Oakley et al. ont identifié la protéine MDFIC comme étant un partenaire du GR qui guide l’action tissu-spécifique des glucocorticoïdes (Oakley et al., 2017). MDFIC (pour MyoD Family

Inhibitor domain Containing) interagit avec la région charnière du GR et régule l’activité du GR en modifiant son état de phosphorylation. De part cette interaction, le GR possède une activité transcriptionnelle gène-spécifique. De façon intéressante, le GR réprime le gène codant l’expression de MDFIC, autorisant ainsi une boucle de rétrocontrôle négatif sur l’activité de MDFIC.

75 L’ensemble de ces partenaires transcriptionnels, sélectifs du récepteur, du ligand, du gène et/ou du tissu, montre que les mécanismes de sélectivité entre le MR et le GR sont complexes et dépendants du contexte. S’il est fort probable que les deux récepteurs régulent certains gènes en commun, il existe aussi un certain nombre de mécanismes et de partenaires permettant à chacun d’avoir un rôle spécifique.
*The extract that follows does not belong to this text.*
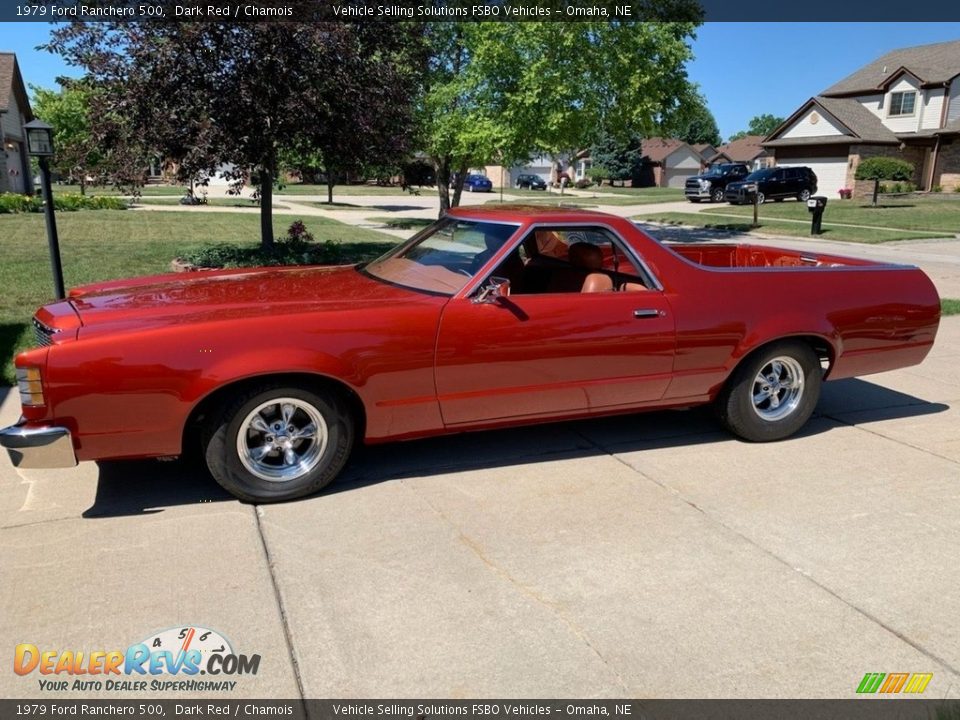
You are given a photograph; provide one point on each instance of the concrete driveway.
(643, 556)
(c) Interactions sélectives dans le cytoplasme

Quelques études se sont intéressées aux différences entre le MR et le GR en amont de leur activité de transactivation, en particulier au niveau de leur disponibilité au sein du complexe de protéines chaperonnes. Kovacs et al. se sont intéressés aux interactions entre les histones désacétylases (HDAC), la chaperonne Hsp90 et le GR. L’hyperacétylation de la Hsp90 inhibe sa fonction de chaperonne. Ils ont démontré que la HDAC6 régule la Hsp90 par désacétylation, donc permet le maintien de sa capacité à chaperonner le GR. En cela, HDAC6 est indispensable à la signalisation relayé par le GR (Kovacs et al., 2005). Récemment, il a été démontré que la désacétylation de la Hsp90 par la HDAC6 influençait de façon importante le MR, non pas au niveau de son activité de transactivation, mais au niveau de sa localisation subcellulaire. En fait, le MR serait ainsi plus disponible. La HDAC6 agit comme un garant de la disponibilité du MR via la Hsp90, générant ainsi un point de balance dans la disponibilité respective du MR et du GR (Jiménez-Canino et al., 2016b).